50代前半になるとその勢いはやや落ちつき、日本全国を旅行する計画や初めての芝居鑑賞を楽しむなど穏やかな時間を過ごすようになります。その後、57歳の時に慶應義塾大学部が設置され、今も残る文学・法律・理財の3科を置きました。
60代に入った福沢諭吉は、もっぱら子どもや家族を連れ立った旅行にいそしみます。 しかし1901年、68歳の時に病気を患い、三田慶應義塾内の自宅で死去しました。
福沢諭吉の死因
福沢諭吉の死因は、「脳出血」とされています。脳出血とは、脳の血管が破れて脳の中に出血し、その後血液が脳細胞を圧迫して死に至ることもあるという病気です。脳出血は現代の日本人においても多い死因として知られており、諭吉は2度目の脳出血で亡くなりました。
福沢諭吉の功績
福沢諭吉は啓蒙思想を持ちながら、その優れた語学力を武器として日本の学力の底上げに一役を担います。
『西洋事情』の出版
福沢諭吉は、1866年より『西洋事情』という書物を出版しました。この本には、海外に行った際に福沢諭吉が目にしたレディーファーストの概念を始め、意見の異なる人たちを尊重する考えについて書かれています。
福沢諭吉は計10巻に及ぶ『西洋事情』で、政治、議会、学校、新聞、病院など、福沢諭吉が目にした西洋の考え方をまとめ、日本に西洋の概念を広めました。
のちの慶應義塾を設立
福沢諭吉の代表的な功績として多くの人に知られているのが、慶應義塾の設立です。慶應義塾では身分に関係なく教育が受けられ、福沢諭吉は塾生に学ぶことの大切さを教えました。
また、慶應義塾には福沢諭吉の私財が注ぎ込まれており、このことからも福沢諭吉が学問を重んじる人物であったことがわかります。
『学問のすすめ』の出版
明治時代に入ると「文明開化」と呼ばれる、生活に西洋文化が広まり始めました。その中で福沢諭吉が書き上げたのが、1872年から1876年にかけて出版された『学問のすすめ』です。
正式表記は『学問のすゝめ』であり、福沢諭吉の代表作となった書物でもあります。この本では、変わりゆく日本において、国民の自立に最も重要なのは学問であり、知識を習得することであると述べられています。
福沢諭吉の名言
福沢諭吉が残した名言は、現在も慶應義塾大学の教育理念として受け継がれています。
天は人の上に人を造らず
「天は人の上に人を造らず、人の下に人を造らずと云えり」という福沢諭吉の名言は、明治初期に福沢諭吉が執筆した『学問のすすめ』で書かれている一文です。
この言葉は人間の平等性について説いたものであり、現在の慶應義塾大学の教育理念にもなっています。
独立自尊
独立自尊とは、「自他の尊厳を守り、自分の判断や責任で行動を起こす」という意味を持つ福沢諭吉の名言です。

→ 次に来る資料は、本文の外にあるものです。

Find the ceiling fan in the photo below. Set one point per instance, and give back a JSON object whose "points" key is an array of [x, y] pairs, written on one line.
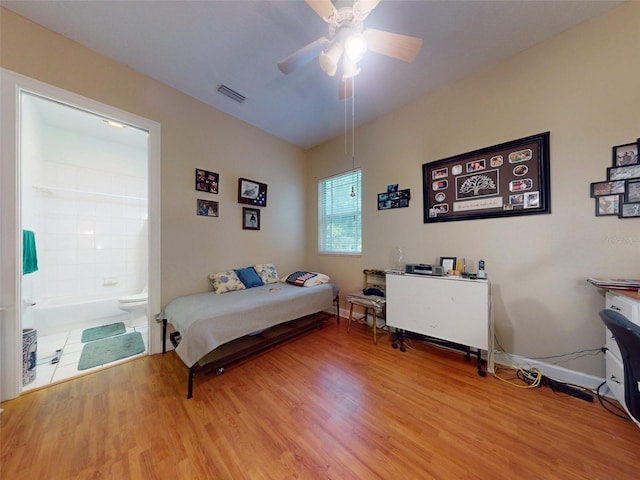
{"points": [[347, 41]]}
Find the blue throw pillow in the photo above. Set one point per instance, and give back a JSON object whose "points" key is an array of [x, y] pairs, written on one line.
{"points": [[249, 277]]}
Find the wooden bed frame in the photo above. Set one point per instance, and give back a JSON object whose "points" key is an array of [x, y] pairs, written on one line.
{"points": [[243, 347]]}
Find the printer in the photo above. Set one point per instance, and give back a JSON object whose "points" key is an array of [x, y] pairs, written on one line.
{"points": [[424, 269]]}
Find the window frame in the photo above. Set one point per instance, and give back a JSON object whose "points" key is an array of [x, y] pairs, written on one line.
{"points": [[341, 186]]}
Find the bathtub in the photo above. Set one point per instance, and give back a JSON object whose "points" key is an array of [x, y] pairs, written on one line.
{"points": [[57, 316]]}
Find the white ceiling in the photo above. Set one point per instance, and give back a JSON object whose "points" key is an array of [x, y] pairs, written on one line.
{"points": [[195, 46]]}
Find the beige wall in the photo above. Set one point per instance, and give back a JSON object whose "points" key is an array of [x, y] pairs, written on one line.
{"points": [[583, 86], [193, 135]]}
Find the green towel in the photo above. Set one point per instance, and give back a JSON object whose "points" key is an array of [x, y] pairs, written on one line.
{"points": [[29, 257]]}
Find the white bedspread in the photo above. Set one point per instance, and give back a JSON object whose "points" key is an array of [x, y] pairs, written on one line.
{"points": [[208, 320]]}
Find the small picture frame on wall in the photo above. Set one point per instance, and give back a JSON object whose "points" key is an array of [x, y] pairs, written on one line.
{"points": [[607, 188], [632, 190], [607, 205], [207, 181], [251, 192], [624, 155], [250, 218], [630, 210], [448, 264], [207, 208]]}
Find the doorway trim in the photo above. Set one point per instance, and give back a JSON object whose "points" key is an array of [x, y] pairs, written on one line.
{"points": [[11, 86]]}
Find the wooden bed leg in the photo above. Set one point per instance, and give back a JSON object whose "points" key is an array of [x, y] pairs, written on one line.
{"points": [[164, 336], [192, 373]]}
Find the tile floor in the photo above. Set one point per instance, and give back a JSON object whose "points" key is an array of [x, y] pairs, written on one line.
{"points": [[67, 347]]}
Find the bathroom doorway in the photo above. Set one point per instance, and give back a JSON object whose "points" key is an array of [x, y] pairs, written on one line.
{"points": [[87, 222]]}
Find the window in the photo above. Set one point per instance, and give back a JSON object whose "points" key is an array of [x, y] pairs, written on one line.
{"points": [[339, 214]]}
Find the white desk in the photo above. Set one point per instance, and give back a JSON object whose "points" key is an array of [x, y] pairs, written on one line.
{"points": [[451, 309]]}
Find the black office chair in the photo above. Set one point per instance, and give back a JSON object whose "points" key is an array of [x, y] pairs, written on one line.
{"points": [[627, 336]]}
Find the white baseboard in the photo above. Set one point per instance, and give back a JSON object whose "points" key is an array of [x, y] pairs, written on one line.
{"points": [[553, 371]]}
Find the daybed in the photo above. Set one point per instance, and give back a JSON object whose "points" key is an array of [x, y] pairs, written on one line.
{"points": [[249, 310]]}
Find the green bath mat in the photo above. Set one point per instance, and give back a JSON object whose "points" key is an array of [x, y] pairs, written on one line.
{"points": [[104, 331], [110, 349]]}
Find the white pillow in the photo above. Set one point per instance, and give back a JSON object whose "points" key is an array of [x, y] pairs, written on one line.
{"points": [[225, 282], [305, 279], [267, 272]]}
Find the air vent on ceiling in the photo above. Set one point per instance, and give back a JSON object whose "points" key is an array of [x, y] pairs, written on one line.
{"points": [[232, 94]]}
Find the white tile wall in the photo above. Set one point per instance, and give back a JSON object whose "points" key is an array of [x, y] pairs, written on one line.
{"points": [[90, 219]]}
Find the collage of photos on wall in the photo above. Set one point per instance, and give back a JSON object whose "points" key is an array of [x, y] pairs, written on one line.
{"points": [[619, 194], [394, 198], [503, 180], [207, 182]]}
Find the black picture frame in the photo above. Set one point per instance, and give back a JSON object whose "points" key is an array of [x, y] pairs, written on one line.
{"points": [[607, 188], [448, 263], [207, 181], [394, 199], [251, 192], [629, 210], [250, 218], [632, 190], [504, 180], [624, 155], [623, 173], [607, 205], [207, 208]]}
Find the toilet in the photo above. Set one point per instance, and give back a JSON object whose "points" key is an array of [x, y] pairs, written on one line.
{"points": [[136, 305]]}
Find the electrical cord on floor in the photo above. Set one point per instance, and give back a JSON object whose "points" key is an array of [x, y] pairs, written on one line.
{"points": [[604, 400], [531, 377]]}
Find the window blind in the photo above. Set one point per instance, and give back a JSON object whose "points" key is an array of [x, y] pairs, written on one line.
{"points": [[339, 214]]}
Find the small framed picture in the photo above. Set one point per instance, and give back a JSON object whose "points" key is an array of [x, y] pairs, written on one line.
{"points": [[630, 210], [607, 205], [207, 208], [206, 181], [250, 218], [448, 264], [251, 192], [632, 190], [607, 188], [624, 155]]}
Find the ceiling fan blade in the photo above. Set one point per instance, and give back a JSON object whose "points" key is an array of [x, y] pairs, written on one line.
{"points": [[324, 8], [303, 56], [345, 90], [396, 45], [365, 6]]}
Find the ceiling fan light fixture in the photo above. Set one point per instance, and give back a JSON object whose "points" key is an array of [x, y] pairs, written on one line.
{"points": [[329, 59], [354, 47], [349, 68]]}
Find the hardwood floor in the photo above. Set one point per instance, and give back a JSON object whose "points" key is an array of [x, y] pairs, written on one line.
{"points": [[326, 405]]}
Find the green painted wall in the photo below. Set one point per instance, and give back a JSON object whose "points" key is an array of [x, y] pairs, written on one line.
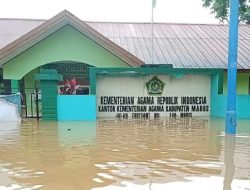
{"points": [[242, 83], [29, 81], [65, 44]]}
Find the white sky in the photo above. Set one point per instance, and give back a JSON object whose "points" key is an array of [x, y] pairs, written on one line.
{"points": [[173, 11]]}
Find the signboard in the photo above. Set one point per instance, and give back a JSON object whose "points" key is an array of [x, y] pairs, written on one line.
{"points": [[126, 97]]}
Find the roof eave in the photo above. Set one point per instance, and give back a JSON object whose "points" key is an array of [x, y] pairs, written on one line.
{"points": [[45, 29]]}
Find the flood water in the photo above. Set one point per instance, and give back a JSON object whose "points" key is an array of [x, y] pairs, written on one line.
{"points": [[167, 153]]}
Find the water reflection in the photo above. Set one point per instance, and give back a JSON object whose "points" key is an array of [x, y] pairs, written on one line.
{"points": [[167, 153], [229, 161]]}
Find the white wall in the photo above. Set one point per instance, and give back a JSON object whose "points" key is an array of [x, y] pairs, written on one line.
{"points": [[188, 86]]}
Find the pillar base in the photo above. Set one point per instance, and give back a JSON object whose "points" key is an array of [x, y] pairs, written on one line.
{"points": [[231, 122]]}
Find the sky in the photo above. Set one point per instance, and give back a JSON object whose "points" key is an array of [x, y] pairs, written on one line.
{"points": [[170, 11]]}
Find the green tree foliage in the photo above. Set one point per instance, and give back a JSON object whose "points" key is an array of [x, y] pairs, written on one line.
{"points": [[221, 9]]}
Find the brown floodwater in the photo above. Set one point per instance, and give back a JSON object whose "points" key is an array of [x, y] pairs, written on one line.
{"points": [[192, 153]]}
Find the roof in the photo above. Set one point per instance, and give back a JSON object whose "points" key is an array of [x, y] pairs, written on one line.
{"points": [[182, 45], [43, 30]]}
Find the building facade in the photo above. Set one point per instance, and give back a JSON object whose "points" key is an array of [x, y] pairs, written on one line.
{"points": [[110, 68]]}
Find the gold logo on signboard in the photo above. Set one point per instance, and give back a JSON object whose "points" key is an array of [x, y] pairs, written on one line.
{"points": [[155, 86]]}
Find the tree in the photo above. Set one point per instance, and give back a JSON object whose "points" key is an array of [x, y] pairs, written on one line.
{"points": [[221, 9]]}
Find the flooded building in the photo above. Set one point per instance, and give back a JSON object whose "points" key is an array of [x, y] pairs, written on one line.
{"points": [[68, 69]]}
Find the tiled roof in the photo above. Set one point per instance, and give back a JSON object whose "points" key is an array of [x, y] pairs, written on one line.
{"points": [[183, 45]]}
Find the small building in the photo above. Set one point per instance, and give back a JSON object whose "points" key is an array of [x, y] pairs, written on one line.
{"points": [[110, 68]]}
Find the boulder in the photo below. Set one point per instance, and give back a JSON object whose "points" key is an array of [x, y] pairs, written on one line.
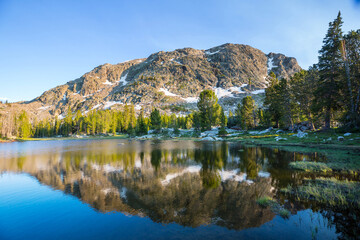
{"points": [[301, 134]]}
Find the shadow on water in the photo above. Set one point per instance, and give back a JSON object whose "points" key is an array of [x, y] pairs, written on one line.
{"points": [[183, 182]]}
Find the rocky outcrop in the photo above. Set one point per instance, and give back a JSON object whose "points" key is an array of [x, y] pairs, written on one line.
{"points": [[164, 78]]}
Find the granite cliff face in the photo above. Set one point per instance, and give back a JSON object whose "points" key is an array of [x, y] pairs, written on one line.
{"points": [[177, 77]]}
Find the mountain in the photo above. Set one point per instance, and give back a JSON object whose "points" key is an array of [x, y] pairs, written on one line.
{"points": [[167, 78]]}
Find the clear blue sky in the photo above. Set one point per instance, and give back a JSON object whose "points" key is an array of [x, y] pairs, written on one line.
{"points": [[45, 43]]}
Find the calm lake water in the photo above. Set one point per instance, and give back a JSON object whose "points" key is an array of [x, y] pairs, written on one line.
{"points": [[117, 189]]}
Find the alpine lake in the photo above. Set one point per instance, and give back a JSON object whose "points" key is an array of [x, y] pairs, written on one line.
{"points": [[162, 189]]}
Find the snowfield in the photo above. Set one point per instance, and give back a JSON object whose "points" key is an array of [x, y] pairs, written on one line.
{"points": [[123, 80]]}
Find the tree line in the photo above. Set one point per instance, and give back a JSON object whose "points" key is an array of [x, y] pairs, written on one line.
{"points": [[326, 95]]}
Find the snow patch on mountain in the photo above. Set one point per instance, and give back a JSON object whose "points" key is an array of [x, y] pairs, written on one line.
{"points": [[123, 80], [167, 92], [108, 82], [111, 103]]}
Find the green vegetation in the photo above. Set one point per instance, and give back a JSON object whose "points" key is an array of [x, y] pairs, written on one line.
{"points": [[209, 109], [330, 192], [265, 201], [274, 205], [310, 166]]}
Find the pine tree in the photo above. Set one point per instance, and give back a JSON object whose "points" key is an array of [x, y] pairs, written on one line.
{"points": [[24, 125], [155, 119], [351, 58], [223, 123], [209, 109], [142, 128], [273, 99], [247, 112], [302, 94], [328, 94]]}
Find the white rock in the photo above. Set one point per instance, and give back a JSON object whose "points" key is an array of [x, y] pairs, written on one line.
{"points": [[278, 138], [301, 134], [341, 138]]}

福沢諭吉は西洋文化に触れ、他人との平等性が大切なものであると感じただけでなく、学問で日本人一人ひとりの自立が重要であるという思想を持ちました
福沢諭吉は現代の日本の発展に欠かせない人物
福沢諭吉は、特に学問の分野において多大な功績を残し、一万円札の肖像画にも選ばれる人物となりました。福沢諭吉が西洋の文化や、学問の重要性を説いたことにより、今の日本があるといっても過言ではないでしょう。
福沢諭吉の著書は『学問のすすめ』をはじめとし、今でも読むことができます。彼の思想をもっと知りたいという人は、これを機に手にとってみてはいかがでしょうか。